NativeCountry: Native country (0.114) suggests that geographical location can influence income levels, likely due to varying economic conditions and opportunities across countries.

EducationNum: Education level represented numerically (0.086) is critical. Higher education typically correlates with higher income levels.

Occupation: Occupation (0.084) plays a substantial role. Certain professions are associated with higher incomes (e.g., managerial roles versus service jobs).

Education: The categorical representation of education (0.083) also shows importance. Specific degrees or qualifications (e.g., PhD versus high school diploma) impact income potential.

MaritalStatus: Marital status (0.065) may influence income, potentially due to joint incomes in married couples or stability in financial decisions.

Relationship: Relationship status (0.059) indicates social and economic support networks, which can impact income stability.

Race and Workclass: Race (0.054) and work class (0.051) also contribute, reflecting societal disparities and economic opportunities based on demographic and employment sectors.

Sex: Finally, sex (0.021) shows the smallest impact among these features, but it's important to note that this could vary significantly in real-world datasets where gender disparities in income are often more pronounced.

In [None]:
importance_df = importance_df.sort_values(by='Importance', ascending=False)

# Plotting feature importance
plt.figure(figsize=(10, 8))
sns.barplot(x='Importance', y='Feature', data=importance_df)
plt.title('Feature Importance')
plt.xlabel('Importance')
plt.ylabel('Feature')
plt.show()


## Conclusion
Understanding feature importance provides valuable insights into which factors most strongly influence income classification.

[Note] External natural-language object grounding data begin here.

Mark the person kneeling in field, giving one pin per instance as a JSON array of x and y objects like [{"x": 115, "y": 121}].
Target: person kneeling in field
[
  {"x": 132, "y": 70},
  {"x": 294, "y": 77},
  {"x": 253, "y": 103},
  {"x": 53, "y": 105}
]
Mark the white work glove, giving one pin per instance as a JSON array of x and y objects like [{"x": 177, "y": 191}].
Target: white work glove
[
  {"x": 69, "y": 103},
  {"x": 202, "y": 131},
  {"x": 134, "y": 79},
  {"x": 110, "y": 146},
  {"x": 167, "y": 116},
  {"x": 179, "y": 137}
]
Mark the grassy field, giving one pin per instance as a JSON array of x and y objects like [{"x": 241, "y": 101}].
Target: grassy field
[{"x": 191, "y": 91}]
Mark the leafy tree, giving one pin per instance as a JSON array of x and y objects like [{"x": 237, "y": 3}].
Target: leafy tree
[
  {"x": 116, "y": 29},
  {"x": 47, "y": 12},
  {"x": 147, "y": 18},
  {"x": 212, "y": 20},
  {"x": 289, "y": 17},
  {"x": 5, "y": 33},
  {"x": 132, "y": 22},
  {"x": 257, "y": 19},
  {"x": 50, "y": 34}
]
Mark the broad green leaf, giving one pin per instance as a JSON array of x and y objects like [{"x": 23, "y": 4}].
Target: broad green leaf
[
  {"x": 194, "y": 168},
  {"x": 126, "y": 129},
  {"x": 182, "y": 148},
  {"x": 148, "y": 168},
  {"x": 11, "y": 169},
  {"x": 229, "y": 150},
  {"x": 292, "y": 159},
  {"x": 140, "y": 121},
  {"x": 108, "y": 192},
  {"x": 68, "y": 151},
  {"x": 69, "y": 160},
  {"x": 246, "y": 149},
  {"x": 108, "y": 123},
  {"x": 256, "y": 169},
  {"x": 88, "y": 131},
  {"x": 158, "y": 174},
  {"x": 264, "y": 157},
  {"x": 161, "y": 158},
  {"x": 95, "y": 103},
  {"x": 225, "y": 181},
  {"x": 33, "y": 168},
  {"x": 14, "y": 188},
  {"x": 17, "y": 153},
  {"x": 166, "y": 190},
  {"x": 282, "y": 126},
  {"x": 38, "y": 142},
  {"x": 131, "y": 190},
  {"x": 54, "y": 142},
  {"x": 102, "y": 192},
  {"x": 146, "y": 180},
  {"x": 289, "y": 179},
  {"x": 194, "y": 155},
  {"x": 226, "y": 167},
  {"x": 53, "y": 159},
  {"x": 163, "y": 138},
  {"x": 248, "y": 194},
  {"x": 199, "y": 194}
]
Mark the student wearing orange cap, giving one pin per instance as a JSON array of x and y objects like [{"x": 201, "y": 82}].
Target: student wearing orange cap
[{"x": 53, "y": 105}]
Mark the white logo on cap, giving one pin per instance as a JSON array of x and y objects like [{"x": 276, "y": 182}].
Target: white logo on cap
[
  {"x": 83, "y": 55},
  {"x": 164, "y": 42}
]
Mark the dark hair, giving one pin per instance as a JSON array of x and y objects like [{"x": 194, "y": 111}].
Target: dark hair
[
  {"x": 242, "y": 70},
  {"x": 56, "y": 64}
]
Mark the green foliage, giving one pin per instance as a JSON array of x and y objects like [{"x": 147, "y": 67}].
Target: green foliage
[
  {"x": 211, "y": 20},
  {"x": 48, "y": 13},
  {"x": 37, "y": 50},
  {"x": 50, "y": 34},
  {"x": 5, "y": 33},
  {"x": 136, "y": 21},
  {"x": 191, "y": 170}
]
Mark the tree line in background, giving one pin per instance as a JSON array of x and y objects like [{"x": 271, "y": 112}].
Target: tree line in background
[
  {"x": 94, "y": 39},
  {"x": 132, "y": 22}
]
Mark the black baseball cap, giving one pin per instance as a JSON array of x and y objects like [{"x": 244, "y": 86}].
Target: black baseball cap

These insights can guide further analysis, model refinement, and policy decisions aimed at addressing income disparities and enhancing economic opportunities based on demographic and socio-economic factors.

In practical applications, considering these features carefully in predictive models can improve accuracy and fairness, ensuring that decisions based on income prediction models are robust and equitable.